Conservative activist Alan Keyes says that Ireland’s decision to approve marriage equality in a national referendum is just as wrong and unjust as “if the people of Germany voted tomorrow to renew the Holocaust. 

[W]ould the cardinal say the German state is duty-bound to re-open the death camps?” he asks, referring to a Roman Catholic cardinal who said that he would respect the vote. Respecting the marriage equality law, Keyes writes today in WorldNetDaily, is the “kind of spurious legalism” that “helped goose-step Germany into Hell in the last century.”

Keyes adds that the Nazi Holocaust comparison is not off-base since “misleading millions of people into mortal sin will be a spiritual holocaust.”

“It’s déjà vu all over again.” In an article at, I read that, in response to the referendum in Ireland favoring homosexual “marriages,” Walter Kasper, a German cardinal of the Roman Catholic Church, said: “A democratic state has the duty to respect the will of the people; and it seems clear that, if the majority of the people wants such homosexual unions, the state has a duty to recognize such rights.” So if the people of Germany voted tomorrow to renew the Holocaust, would the cardinal say the German state is duty-bound to re-open the death camps? That kind of spurious legalism helped goose-step Germany into Hell in the last century. Do German cardinals now propose to do the same to the Roman Catholic Church in this one?

Surely misleading millions of people into mortal sin will be a spiritual holocaust, with quite possibly eternal consequences. Does Cardinal Kasper think those spiritually deadly consequences are unreal? We learn from another Lifesitenews report that one of Cardinal Kasper’s liberal co-conspirators, Cardinal Reinhard Marx, is “well-known for his support for the ‘Kasper agenda’ and a prominent defender of the ‘value’ of homosexual unions.” Of course, the term “value” is valueless except in the context of some standard of judgment. Given the Catholic Church’s reliance upon natural law as an expression of God’s will, it’s reasonable to assume that both these cardinals still uphold that standard.

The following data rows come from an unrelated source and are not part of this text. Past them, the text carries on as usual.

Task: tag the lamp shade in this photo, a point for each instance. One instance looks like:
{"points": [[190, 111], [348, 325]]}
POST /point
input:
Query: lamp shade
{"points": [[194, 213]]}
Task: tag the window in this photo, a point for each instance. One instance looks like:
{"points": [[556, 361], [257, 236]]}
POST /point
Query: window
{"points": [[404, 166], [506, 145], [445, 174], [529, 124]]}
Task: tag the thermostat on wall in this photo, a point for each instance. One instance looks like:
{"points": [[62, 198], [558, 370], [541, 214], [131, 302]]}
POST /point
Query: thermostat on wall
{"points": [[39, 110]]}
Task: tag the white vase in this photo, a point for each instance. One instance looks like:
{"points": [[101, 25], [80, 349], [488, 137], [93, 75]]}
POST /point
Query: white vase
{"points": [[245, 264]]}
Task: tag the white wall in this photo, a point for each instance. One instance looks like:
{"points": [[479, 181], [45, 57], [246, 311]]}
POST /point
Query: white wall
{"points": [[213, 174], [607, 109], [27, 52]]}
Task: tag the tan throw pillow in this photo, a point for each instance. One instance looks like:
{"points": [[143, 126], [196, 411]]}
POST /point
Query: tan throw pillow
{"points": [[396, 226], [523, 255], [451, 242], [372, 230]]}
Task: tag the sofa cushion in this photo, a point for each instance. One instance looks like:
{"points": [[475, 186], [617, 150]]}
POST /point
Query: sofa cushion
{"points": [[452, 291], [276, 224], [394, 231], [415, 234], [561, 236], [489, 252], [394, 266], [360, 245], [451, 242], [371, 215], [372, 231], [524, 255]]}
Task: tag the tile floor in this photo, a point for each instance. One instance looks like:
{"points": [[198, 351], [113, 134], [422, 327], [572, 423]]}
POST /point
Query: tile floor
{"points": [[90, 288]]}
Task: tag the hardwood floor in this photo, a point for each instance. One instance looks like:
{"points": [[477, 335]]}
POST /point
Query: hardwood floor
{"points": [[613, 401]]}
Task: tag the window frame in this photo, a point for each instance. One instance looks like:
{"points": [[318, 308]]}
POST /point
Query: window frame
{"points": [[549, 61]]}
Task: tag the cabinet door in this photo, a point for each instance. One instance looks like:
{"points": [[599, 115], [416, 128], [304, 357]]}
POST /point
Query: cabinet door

So what value does God assign to homosexual relations? For males, the Old Testament scroll of the law calls such relations an abomination (Leviticus 20:13). That term suggests a negative value, as does the death penalty the Torah prescribes for homosexual behavior.

Finally, when he asserts that it is right to follow the majority’s will when they purport to approve as lawful what God condemns as odious under the law, Cardinal Kasper is following the trendy idolatry of self-willed freedom, wrongfully abused, that now defames the name of right. By doing so, he casts away God’s standard of natural right. And he accepts an understanding of sovereignty that even pagan philosophers rejected. A sovereign act must always take account of the common good. When that good is not being respected, sovereign authority is not in play.

In such a circumstance, the will that purports to wield the sovereign power is not an exercise of sovereign right. It is a wrongful abuse of power that people of good will have, in principle, a duty to resist, not to obey. And this is true whether the specious exercise of sovereignty is that of the Irish people, the U.S. Supreme Court or the people of the United States, however assembled.